Sottotitoli si o sottotitoli no, doppiaggio si o doppiaggio no. Quella tra puristi del cinema in lingua originale e sostenitori delle traduzioni è una lotta che probabilmente non avrà mai fine. A riaccendere il dibattito a riguardo, anche se in maniera indiretta, è stato Fabio Fazio, con un’affermazione durante l’intervista dello scorso weekend a Zendaya, Mike Faist e Josh O’Connor.
Dopo aver mostrato una clip doppiata del nuovo film “Challengers”, infatti, il presentatore ha fatto notare agli attori la loro “nuova voce” italiana, sostenendo che nel nostro paese non ci sia “l’abitudine di vedere i film in lingua originale”. Nonostante ciò che si è poi diffuso sui social – ovvero una foto di Zendaya che non rispecchia del tutto la sua vera reazione – la risposta del cast è stata positiva, con i protagonisti che hanno elogiato il lavoro dei doppiatori.

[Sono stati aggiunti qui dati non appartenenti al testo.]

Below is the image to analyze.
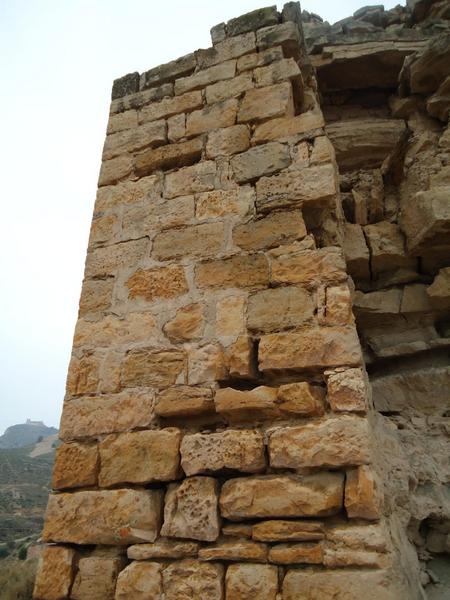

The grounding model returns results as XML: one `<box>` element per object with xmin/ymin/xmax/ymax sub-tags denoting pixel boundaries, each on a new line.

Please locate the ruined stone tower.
<box><xmin>34</xmin><ymin>2</ymin><xmax>450</xmax><ymax>598</ymax></box>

fazio:”noi italiani non siamo abituati a guardare i film in lingua originale”
— g🍉 (@zendayal0vebot) April 14, 2024
LA SUA FACCIA PER FAVOREE pic.twitter.com/JFmBrwFUc2
Ma se da un lato c’è chi vuole godersi il prodotto così come è stato realizzato, andando oltre la barriera linguistica per immergersi a pieno nelle performance degli attori, dall’altro c’è chi preferisce concentrarsi solamente su ciò che sta guardando, senza dover spostare lo sguardo per leggere i sottotitoli. Qualunque sia la preferenza del singolo, è giusto sottolineare che nel nostro paese il doppiaggio non è un’operazione di “pigrizia”, ma una tradizione con un passato centenario che intreccia storia, politica e motivi pratici.
Dato che il regime non vedeva di buon occhio i film stranieri, negli anni ’30 le pellicole cominciarono a essere proiettate con didascalie – anche se la maggior parte della popolazione era ancora analfabeta – o direttamente con dialoghi italiani sovrapposti all’audio originale. Successivamente fu invece il Piano Marshall a “imporre” il doppiaggio delle pellicole, stanziando più di 800 milioni di dollari per l’acquisto di film americani e la loro traduzione sonora.
Ed è così che a Roma e in Italia in generale, si diffuse, molto più che in altri paesi, l’arte del doppiaggio, che ancora oggi primeggia per qualità e importanza a livello mondiale.